Earlier this year, the Obama Administration created a “Broadband Opportunity Council” of federal government agencies to examine how each agency could remove barriers to broadband deployment. Today, we’re sharing our ideas with the Council in a filing with the U.S. Commerce Department.

Google has always invested in making online content and applications more widely available. We’re also creating more abundant broadband access through services like Google Fiber and wireless projects. Our experience has given us some ideas for how government officials can implement policies to make the U.S. fiber ready, wireless ready, and consumer ready.

Fiber Ready 
One of the biggest challenges facing new broadband entrants, including Google Fiber, is accessing existing infrastructure. Policymakers can help reduce delays associated with obtaining adequate information, attaching to existing utility poles, and increasing access to existing conduit and rights of way. Moreover, we can streamline processes that pole owners and existing attachers use to get poles ready for a new provider (known as “make-ready” work).

Another challenge for new broadband entrants is unreasonably high rates for access to video programming. The FCC's policy of allowing non-cost based discounts under the guise of permitted volume discounts undermines broadband entry and deployment. The policy should be revised to require covered programmers to justify how their discounts for the biggest incumbents relate to actual cost savings. Most consumers want to buy Internet and video programming in one package. Encouraging the competitive availability of video services can spur the deployment of high-speed networks, resulting in more consumer choice.

Wireless Ready 
Wireless service plays a critical role in bringing broadband to rural areas where low population densities and challenging terrain make traditional deployments prohibitively expensive, and to underserved areas that lack robust infrastructure.

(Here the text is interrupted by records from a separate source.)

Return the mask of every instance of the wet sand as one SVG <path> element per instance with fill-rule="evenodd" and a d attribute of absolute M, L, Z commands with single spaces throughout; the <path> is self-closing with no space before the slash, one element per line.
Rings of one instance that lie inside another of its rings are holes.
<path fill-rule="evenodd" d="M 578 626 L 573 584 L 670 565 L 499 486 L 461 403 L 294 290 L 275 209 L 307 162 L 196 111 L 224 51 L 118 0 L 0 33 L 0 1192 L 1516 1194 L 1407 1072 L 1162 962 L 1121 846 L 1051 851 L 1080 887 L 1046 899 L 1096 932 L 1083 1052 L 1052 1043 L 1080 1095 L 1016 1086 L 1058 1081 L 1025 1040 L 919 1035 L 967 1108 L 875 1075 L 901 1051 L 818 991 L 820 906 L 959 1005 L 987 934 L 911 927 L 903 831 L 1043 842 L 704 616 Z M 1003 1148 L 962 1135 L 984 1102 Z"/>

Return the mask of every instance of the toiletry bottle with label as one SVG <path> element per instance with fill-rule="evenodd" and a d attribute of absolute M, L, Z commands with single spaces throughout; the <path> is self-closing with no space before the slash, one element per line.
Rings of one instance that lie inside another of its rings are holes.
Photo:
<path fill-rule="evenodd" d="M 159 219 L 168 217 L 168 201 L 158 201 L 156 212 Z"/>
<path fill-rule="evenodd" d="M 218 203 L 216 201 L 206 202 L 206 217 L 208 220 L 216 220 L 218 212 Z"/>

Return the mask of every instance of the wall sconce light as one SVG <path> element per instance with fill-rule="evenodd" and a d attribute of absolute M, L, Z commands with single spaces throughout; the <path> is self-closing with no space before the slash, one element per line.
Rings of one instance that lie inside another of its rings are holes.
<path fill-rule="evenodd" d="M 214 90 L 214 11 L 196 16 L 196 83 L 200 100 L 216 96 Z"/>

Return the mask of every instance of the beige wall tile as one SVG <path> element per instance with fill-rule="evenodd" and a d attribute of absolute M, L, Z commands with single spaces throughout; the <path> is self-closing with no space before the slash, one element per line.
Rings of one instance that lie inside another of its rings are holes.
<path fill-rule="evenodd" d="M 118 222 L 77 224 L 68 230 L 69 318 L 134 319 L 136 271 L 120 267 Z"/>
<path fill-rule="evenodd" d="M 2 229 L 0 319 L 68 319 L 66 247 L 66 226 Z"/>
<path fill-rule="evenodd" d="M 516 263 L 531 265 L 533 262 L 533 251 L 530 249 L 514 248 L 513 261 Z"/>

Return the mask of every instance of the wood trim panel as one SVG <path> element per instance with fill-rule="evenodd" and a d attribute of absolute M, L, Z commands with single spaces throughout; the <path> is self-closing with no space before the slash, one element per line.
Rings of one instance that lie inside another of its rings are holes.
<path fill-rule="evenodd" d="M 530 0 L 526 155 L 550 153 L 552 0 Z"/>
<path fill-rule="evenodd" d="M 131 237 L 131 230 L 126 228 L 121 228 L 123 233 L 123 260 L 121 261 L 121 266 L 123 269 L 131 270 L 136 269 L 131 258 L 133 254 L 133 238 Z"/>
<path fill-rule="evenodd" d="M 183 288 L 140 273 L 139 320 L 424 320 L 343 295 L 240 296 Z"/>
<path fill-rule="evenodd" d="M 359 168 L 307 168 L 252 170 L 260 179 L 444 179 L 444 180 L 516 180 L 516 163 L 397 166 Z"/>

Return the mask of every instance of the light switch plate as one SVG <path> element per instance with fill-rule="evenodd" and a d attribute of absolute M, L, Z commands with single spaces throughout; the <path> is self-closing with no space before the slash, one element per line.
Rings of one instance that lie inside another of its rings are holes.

Whether a consumer uses a DSL, cable or fiber connection, she likely is using Wi-Fi as the last link for connectivity. To promote broadband abundance, policymakers can ensure that sufficient spectrum is available for Wi-Fi and other unlicensed technologies and adopt policies to enable sharing of underused spectrum.

Consumer Ready 
About 30 percent of Americans still don’t use the Internet at home, leaving them at a disadvantage when it comes to education, job opportunities, and social and civic engagement. Google Fiber has committed to address digital inclusion and adoption with community partners and local leaders, but a broader effort is needed to bring all Americans online. As part of our filing with the Commerce Department, we propose a number of ideas for how the government can further broadband adoption and digital inclusion.

These proposals include expanding digital literacy programs; driving public awareness about why the Internet matters; and modernizing the Lifeline program to shift the responsibility for determining eligibility away from carriers to enable consumers to choose connectivity services that meet their needs. These ideas are an essential complement to the work of Google and others to make the Internet faster and more affordable for more people across the country.

A successful agenda to increase broadband deployment and bandwidth abundance will benefit consumers, small businesses and the economy. We hope that the new Broadband Opportunity Council will remove barriers, give Americans more choices at higher speeds, and help reach the goal of nationwide broadband abundance.